The UK Treasury has announced it is to increase the maximum investment for members in co-operatives from £20,000 to £100,000.
The first new consolidated act for co-operatives since 1965 has been introduced into parliament by Treasury Minister, Sajid Javid.
Withdrawable share capital is used by co-operative businesses that are registered as Industrial and Provident Societies, such as consumer retail societies and agricultural co-operatives, to raise finance. Such capital enables shareholders to withdraw their investment with relative ease, whilst still protecting the financial security of the business. The previous limit on withdrawable share capital of £20,000 has seriously restricted the ability of many co-operatives to raise cash for expansion.

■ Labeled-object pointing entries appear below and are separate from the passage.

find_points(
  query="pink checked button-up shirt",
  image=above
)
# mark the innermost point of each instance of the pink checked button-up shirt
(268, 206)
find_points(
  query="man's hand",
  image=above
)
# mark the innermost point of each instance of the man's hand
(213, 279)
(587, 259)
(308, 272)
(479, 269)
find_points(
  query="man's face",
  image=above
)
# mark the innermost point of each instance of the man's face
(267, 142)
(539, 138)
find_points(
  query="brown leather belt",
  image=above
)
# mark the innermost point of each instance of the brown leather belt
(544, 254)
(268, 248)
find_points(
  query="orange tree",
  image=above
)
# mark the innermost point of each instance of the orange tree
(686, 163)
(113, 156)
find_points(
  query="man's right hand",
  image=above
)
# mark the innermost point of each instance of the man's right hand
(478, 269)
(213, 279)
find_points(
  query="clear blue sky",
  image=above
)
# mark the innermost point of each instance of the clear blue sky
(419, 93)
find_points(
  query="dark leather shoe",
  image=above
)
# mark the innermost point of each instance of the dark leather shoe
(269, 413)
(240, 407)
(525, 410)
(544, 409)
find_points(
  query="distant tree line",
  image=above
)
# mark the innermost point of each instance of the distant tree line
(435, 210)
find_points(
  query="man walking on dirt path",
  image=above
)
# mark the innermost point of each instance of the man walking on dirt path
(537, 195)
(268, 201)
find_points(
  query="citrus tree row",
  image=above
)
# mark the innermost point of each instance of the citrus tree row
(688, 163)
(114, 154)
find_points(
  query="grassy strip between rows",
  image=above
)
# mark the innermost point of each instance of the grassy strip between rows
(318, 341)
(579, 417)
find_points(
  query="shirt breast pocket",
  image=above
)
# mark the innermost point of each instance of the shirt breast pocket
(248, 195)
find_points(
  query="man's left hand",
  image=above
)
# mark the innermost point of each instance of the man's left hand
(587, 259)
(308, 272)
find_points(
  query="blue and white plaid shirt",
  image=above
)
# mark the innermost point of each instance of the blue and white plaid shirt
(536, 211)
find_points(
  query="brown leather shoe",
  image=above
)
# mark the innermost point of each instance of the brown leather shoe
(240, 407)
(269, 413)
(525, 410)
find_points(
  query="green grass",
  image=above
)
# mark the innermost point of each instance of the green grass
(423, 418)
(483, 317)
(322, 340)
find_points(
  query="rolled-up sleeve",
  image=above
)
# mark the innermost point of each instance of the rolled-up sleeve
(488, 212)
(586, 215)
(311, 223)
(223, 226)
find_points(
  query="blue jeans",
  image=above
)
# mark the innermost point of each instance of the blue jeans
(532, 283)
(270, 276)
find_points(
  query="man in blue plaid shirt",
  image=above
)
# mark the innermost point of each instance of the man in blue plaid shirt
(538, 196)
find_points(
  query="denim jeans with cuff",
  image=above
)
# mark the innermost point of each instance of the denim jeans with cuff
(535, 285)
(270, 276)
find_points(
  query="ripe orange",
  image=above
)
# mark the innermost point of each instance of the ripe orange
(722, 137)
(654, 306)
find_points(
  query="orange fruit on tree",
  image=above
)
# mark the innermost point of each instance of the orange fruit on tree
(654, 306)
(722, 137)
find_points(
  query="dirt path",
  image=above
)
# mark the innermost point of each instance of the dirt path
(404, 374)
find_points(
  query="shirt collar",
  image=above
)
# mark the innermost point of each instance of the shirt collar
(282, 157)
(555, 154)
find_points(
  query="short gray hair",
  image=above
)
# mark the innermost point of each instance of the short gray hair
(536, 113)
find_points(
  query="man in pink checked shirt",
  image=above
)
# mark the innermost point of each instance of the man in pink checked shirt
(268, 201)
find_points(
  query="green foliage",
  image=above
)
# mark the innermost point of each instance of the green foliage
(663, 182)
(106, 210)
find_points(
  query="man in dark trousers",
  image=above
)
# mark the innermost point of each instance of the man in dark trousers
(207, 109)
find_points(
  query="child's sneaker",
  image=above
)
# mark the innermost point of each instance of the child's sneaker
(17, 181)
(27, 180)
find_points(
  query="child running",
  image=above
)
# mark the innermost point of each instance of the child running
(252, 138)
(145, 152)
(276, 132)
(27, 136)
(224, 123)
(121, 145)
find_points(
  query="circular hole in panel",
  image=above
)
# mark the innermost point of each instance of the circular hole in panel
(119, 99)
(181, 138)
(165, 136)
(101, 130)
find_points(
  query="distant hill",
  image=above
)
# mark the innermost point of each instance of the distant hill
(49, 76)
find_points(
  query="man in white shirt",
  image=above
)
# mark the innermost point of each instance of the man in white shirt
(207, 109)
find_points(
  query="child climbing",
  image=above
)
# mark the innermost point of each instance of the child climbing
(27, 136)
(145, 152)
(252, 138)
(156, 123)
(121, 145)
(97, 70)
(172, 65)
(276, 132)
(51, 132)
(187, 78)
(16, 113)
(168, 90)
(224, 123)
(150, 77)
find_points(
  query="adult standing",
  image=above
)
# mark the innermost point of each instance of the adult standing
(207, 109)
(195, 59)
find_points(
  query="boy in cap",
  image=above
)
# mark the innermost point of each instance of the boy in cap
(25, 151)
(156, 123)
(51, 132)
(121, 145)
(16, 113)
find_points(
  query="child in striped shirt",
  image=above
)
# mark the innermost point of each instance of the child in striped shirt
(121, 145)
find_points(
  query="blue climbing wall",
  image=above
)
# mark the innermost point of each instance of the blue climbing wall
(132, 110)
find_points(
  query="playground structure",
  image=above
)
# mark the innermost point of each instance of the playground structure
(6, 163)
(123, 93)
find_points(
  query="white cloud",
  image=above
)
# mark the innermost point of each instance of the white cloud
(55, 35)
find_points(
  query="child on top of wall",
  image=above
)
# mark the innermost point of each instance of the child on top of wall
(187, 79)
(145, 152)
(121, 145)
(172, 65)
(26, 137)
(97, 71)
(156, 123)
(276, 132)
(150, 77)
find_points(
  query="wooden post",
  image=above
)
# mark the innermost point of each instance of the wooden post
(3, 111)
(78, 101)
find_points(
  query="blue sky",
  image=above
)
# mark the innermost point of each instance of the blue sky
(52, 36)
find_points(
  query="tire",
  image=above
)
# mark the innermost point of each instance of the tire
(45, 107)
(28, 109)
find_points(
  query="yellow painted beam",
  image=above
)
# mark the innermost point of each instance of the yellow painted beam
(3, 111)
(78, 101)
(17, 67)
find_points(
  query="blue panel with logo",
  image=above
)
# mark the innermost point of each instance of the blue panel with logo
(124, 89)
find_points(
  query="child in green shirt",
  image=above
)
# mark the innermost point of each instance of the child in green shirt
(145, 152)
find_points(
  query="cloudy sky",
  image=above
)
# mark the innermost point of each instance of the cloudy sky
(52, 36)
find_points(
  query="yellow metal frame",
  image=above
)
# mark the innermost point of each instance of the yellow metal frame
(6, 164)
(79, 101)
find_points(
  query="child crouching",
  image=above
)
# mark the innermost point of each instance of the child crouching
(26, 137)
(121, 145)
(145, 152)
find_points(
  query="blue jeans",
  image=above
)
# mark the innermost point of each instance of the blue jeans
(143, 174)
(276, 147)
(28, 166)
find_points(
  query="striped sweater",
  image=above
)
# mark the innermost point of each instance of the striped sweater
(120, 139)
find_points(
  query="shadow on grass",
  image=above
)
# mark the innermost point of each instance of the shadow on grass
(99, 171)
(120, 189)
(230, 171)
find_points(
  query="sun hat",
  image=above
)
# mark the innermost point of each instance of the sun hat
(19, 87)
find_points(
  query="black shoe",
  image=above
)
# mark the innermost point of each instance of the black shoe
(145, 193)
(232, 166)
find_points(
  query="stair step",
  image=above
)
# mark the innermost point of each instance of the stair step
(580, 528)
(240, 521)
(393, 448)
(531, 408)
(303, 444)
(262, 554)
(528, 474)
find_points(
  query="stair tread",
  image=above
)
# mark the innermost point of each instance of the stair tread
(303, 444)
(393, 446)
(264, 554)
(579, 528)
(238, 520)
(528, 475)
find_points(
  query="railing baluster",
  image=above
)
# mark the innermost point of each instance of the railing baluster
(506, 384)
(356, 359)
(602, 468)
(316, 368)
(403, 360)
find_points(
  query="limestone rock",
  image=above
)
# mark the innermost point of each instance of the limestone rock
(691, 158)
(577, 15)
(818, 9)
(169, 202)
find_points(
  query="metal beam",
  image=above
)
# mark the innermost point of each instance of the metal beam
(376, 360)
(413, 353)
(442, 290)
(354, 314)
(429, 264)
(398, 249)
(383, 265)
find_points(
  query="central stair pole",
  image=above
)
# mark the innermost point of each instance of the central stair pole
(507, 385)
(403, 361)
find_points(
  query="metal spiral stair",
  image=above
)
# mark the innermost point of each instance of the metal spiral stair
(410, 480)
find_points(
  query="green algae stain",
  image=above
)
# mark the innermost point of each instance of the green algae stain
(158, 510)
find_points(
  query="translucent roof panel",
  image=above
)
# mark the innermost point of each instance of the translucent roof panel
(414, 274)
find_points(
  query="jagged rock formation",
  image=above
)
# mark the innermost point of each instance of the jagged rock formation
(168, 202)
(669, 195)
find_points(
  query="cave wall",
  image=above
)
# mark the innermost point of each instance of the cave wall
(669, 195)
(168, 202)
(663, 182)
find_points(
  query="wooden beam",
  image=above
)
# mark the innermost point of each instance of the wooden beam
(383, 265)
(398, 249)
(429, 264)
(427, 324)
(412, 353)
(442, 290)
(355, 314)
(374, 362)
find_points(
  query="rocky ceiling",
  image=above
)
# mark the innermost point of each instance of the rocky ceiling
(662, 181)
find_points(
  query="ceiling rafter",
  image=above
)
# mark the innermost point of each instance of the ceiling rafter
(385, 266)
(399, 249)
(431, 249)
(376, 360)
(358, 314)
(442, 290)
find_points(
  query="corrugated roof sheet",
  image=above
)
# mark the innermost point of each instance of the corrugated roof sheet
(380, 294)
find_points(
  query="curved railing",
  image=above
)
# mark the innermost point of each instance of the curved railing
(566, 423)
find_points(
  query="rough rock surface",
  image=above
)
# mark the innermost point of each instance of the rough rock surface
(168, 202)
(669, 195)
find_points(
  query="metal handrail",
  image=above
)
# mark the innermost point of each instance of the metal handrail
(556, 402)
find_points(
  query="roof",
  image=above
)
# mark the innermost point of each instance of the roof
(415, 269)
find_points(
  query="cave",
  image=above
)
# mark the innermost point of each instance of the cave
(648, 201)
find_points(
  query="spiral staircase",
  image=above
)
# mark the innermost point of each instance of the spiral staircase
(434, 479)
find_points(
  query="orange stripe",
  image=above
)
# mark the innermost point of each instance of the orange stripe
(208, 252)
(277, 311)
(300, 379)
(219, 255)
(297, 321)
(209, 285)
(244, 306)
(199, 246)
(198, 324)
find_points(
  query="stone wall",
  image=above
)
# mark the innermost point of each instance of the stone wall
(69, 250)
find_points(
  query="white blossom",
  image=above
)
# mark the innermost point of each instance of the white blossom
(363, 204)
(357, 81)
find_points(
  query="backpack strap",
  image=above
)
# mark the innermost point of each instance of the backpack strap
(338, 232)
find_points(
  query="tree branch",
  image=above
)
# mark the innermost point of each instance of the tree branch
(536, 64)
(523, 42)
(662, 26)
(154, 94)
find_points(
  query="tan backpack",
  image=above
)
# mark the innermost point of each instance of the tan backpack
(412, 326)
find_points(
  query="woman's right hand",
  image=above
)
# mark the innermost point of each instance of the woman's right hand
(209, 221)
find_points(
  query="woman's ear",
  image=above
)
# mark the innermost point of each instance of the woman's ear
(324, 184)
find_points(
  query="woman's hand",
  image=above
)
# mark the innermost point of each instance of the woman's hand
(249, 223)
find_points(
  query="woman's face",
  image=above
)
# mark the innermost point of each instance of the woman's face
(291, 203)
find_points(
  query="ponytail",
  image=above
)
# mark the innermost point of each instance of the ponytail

The move is also likely to be of benefit to a wide range of co-operatives, where local people come together through calls for ‘community shares’ to save neighbourhood assets, such as village shops, sports centres, heritage buildings and pubs. They are also used to finance community energy projects and regeneration initiatives.
Ed Mayo, Secretary General of Co-operatives UK, the trade body for co-operatives in the UK said: “The £1 that each of the 28 Rochdale Pioneers invested into their retail co-operative society back in 1844 would have been equivalent to £700 in terms of today’s average earnings, a high sum for hard-pressed weavers. There are now over fifteen million members of UK co-operatives and this rise in share limits confirms the arrival on the mainstream of a new asset class for ethical investment – locally based, co-operative and open to all.
“The appetite and commitment to do business the co-operative way has not waned, and this Treasury decision is a massive vote of confidence in the strength of the co-operative sector and recognises the movement’s ambitions for growth and development.”